In: Operations Management
Problem 2: Number of defective tires produced in 20 batches of 100 units each is given below.
2, 5, 7, 1, 3, 5, 9, 12, 16, 5, 9, 12, 2, 14, 4, 7, 6, 8, 9, 11
What control charts will be appropriate? Develop upper and lower control limits for such charts. The next batch of 100 units showed 12 defectives. Is the process in control?
Problem 3: Inspection of 12 car panels in a Mercury plant showed the following number of defects on each panel:
9, 4, 3, 17, 24, 12, 10, 25, 12, 34, 10, 10
What control charts will be appropriate? Develop upper and lower control limits for such charts. Suppose the next three panels showed no defect at all. Is this process out of control? Why or why not?
1. P-CHART WOULD BE APPROPRIATE HERE.
Z = 3
SAMPLE SIZE = 100
NUMBER OF SAMPLES TAKEN = 20
P-BAR = TOTAL NUMBER OF DEFECTS / (SAMPLE SIZE * NUMBER OF
SAMPLES = 147 / (100 * 20) = 0.0735
STDEV = SQRT((PBAR * (1 - PBAR)) / SAMPLE SIZE = SQRT((0.0735 * (1
- 0.0735)) / 100 = 0.0261
UCL = PBAR + (Z * STDEV) = 0.0735 + (3 * 0.0261) = 0.1518
LCL = PBAR - (Z * STDEV) = 0.0735 - (3 * 0.0261) = -0.0048, SINCE
LCL IS NEGATIVE, LCL = 0
2. NO, SINCE 1 POINT IS OUTSIDE THE CONTROL LIMIT(OBSERVATION 9), THE PROCESS IS NOT IN STATISTICAL CONTROL.
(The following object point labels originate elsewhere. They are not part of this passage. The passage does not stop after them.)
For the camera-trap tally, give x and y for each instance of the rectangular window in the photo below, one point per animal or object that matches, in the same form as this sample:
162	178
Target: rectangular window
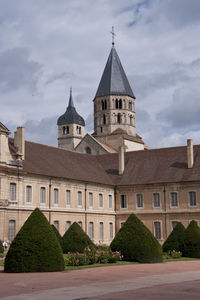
111	230
101	231
11	230
90	200
79	199
68	198
174	199
123	201
109	201
174	223
67	225
56	224
28	194
139	201
157	230
192	199
12	192
42	195
156	200
55	196
80	224
91	230
100	200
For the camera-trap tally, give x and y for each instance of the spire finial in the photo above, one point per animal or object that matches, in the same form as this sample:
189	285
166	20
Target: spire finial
113	36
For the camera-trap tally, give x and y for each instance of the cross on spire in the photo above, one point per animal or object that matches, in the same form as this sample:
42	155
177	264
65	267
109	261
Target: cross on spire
113	36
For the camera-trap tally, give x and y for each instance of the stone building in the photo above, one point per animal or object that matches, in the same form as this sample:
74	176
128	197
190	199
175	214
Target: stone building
97	180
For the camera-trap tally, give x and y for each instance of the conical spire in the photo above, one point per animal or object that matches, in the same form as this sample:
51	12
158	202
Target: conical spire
114	80
70	116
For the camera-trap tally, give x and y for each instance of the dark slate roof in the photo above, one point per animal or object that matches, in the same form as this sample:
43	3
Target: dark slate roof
70	116
114	80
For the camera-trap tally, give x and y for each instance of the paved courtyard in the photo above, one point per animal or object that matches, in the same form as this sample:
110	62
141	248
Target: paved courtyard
171	280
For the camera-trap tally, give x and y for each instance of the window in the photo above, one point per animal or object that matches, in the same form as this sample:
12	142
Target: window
11	230
80	224
111	230
101	231
157	230
28	194
90	200
67	225
42	195
109	201
79	199
100	200
174	223
139	201
91	230
174	199
123	201
68	198
55	196
156	200
56	224
12	192
192	199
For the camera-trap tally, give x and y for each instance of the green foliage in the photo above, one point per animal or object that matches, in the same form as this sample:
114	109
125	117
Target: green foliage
192	241
136	242
76	240
35	247
175	240
1	247
59	237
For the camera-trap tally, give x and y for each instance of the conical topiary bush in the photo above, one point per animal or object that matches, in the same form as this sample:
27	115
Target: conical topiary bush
192	240
76	240
175	240
59	237
35	247
1	247
136	242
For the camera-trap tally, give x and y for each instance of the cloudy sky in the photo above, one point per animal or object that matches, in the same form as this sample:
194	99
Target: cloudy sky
47	46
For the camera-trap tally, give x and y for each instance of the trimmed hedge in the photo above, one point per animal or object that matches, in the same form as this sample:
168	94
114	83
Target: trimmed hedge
76	240
35	248
175	240
1	247
192	240
59	237
136	243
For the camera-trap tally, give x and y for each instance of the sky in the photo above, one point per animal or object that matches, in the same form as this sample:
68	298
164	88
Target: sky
48	46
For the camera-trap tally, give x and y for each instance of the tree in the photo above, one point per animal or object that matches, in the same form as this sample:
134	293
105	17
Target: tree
136	242
192	240
175	240
76	240
35	247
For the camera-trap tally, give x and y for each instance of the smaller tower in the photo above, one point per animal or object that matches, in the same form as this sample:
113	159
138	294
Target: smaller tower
70	127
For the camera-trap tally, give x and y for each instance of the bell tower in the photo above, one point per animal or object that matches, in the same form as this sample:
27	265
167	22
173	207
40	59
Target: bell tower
70	127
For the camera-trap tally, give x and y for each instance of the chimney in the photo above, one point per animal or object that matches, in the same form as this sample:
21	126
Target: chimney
190	154
121	159
19	142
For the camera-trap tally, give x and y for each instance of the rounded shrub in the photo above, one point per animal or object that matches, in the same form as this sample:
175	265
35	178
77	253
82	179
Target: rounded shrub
35	247
1	247
59	237
76	240
136	243
192	241
175	240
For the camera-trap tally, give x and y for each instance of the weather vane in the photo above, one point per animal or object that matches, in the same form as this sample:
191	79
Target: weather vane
113	36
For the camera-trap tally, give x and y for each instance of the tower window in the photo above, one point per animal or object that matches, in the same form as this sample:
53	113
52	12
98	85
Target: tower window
118	118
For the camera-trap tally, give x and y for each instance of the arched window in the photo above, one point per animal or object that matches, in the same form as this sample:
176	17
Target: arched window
88	150
104	119
118	118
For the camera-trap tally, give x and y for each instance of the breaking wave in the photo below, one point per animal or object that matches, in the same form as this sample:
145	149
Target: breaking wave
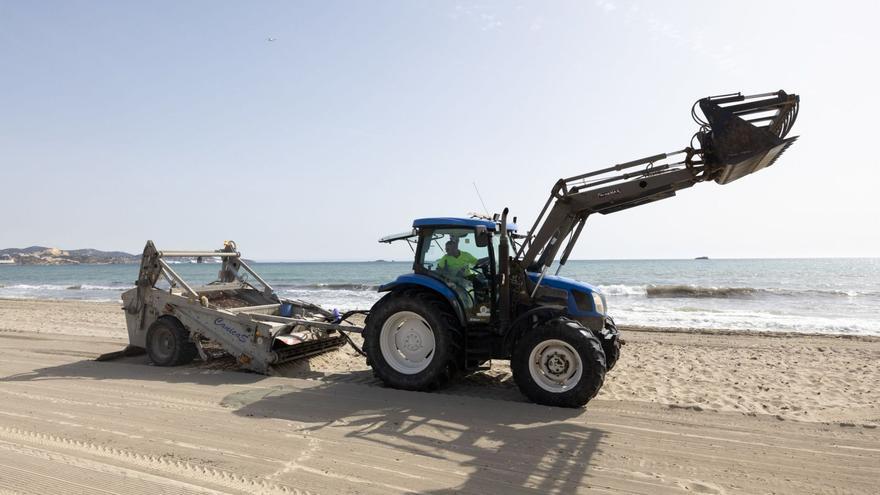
323	286
693	291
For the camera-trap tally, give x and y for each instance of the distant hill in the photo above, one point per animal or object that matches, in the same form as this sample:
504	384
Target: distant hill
41	255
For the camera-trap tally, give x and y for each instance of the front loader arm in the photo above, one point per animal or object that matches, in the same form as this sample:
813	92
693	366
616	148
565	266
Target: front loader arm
739	136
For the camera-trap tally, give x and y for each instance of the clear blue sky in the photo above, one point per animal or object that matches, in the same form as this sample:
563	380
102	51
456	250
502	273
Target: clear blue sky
180	122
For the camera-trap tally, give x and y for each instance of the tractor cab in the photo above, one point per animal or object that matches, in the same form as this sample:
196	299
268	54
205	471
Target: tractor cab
457	257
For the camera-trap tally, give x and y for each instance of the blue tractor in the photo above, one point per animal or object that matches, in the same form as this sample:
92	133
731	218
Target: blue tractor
480	290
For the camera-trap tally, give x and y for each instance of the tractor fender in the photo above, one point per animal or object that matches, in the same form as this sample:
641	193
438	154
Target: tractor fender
431	284
521	324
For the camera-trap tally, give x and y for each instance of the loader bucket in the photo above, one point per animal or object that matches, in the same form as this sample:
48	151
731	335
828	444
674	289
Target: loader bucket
743	134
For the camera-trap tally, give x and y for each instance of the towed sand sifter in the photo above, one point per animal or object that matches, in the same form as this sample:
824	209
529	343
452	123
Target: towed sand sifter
260	329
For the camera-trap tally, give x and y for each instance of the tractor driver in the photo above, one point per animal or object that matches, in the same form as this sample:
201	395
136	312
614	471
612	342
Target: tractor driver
456	263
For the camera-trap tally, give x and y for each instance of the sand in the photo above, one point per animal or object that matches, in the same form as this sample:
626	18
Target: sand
682	412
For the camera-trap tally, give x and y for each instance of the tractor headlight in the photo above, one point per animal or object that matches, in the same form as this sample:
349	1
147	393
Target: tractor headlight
598	303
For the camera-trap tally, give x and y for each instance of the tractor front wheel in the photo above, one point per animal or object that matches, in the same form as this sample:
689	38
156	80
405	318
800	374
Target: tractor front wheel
559	363
412	341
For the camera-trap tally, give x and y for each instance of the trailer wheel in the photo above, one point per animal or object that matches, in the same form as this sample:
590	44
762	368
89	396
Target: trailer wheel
559	363
168	343
412	341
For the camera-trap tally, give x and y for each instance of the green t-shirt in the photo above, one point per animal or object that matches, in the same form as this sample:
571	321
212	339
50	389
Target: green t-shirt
457	265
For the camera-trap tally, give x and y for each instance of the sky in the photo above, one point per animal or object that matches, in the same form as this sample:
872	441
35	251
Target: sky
181	122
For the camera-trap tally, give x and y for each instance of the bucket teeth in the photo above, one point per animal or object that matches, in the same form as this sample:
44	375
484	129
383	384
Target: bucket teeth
743	134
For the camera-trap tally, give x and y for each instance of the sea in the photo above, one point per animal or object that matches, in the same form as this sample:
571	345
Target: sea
830	296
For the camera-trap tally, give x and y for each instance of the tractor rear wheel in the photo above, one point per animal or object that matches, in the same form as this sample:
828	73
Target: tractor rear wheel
559	363
412	341
168	343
2. C CHART IS APPROPRIATE HERE
Z = 3
TOTAL NUMBER OF DEFECTS = 170
NUMBER OF SAMPLES = 12
C-BAR = TOTAL NUMBER OF OBSERVATIONS / NUMBER OF SAMPLES = 170 / 12 = 14.1667
UCL = C-BAR + (Z * SQRT(C-BAR)) = 14.1667 + (3 * SQRT(14.1667))
= 25.46
LCL = C-BAR - (Z * SQRT(C-BAR)) = 14.1667 - (3 * SQRT(14.1667)) =
2.88
2. THE CHART IS OUT OF CONTROL BECAUSE OBSERVATION 10 IS OUTSIDE
THE CONTROL LIMITS.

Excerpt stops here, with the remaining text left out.